In our last two posts, we gave you all the reasons you should almost never cancel your score. In this post, we will discuss the reasons why, sometimes and very rarely, canceling your score is a bad idea. So, when should you cancel your score?
You were sick. If you wake up on test day with a 100+ degree fever, or if you are coughing throughout the entire testing experience, or if you get food poisoning, you probably will not do your best on the test. If you decide to take the test in spite of your fever or coughing fit and you feel like it impaired you from doing as well as you could on the test, then it might be a good idea to cancel your score.
You did not finish each section. If you leave a lot of questions unanswered at the end of a section, your chances of hitting your target score are very low. The more questions you leave unanswered, the fewer points you will be able to earn to boost your score. This nearly always translates to a low score. Cancel your score, reassess your time management strategies, and take the test again later.
You randomly guessed on a significant majority of the questions. If you found yourself randomly guessing on a significant number of the questions, you might want to consider canceling your score. Keep in mind that there is a significant difference between random guessing and educated guessing. If you randomly guess on questions, your odds of being correct are approximately 20%. If, however, you are able to narrow down the choices to two, your odds of being correct have increased to 50%. If, however, you did not know the answer to the majority of the questions on the test, canceling your score might be your best bet.

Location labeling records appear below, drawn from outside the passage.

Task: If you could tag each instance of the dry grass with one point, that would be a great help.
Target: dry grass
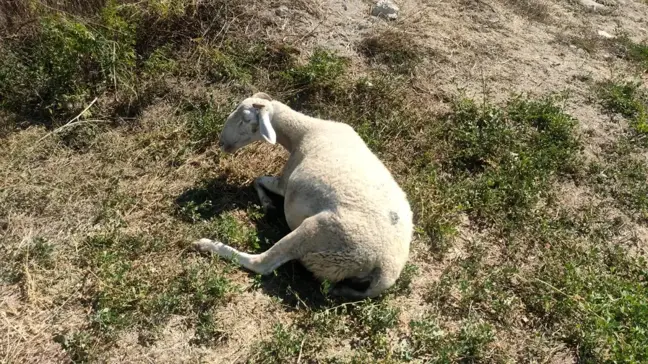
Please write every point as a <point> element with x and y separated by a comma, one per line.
<point>531,215</point>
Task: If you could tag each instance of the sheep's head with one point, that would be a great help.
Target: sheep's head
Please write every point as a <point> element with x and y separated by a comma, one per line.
<point>249,122</point>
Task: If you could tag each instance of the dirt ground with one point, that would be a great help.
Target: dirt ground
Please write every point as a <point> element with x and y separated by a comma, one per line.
<point>480,48</point>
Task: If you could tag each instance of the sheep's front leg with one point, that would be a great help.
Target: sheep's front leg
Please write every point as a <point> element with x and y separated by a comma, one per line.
<point>268,183</point>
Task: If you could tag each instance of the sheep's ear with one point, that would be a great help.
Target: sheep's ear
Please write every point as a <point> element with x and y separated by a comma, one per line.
<point>262,95</point>
<point>267,131</point>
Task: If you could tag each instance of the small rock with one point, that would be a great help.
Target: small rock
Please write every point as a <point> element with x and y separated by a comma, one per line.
<point>386,9</point>
<point>605,34</point>
<point>282,11</point>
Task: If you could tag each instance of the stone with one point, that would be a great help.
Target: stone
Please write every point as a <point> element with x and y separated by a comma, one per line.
<point>605,34</point>
<point>386,9</point>
<point>592,4</point>
<point>282,11</point>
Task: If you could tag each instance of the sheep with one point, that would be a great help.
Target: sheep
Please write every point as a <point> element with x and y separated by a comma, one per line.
<point>349,219</point>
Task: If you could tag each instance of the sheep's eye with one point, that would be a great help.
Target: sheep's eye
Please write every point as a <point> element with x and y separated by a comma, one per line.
<point>247,115</point>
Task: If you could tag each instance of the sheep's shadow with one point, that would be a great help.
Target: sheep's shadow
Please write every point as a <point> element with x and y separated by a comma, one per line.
<point>292,282</point>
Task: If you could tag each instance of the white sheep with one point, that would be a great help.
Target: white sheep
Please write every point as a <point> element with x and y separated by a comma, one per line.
<point>349,219</point>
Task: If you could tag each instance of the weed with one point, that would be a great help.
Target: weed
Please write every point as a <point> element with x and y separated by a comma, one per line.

You were unable to concentrate or focus. Was there something else on your mind for the entirety of the test? Did you just get in a fight with your wife or just find out some concerning news about a family member? Are you anticipating a big, exciting event like a wedding and unable to focus on the task at hand? If you found yourself zoning out for a significant portion of the GMAT, you might want to consider canceling your score. It’s hard to do well when your primary focus is not on taking the test.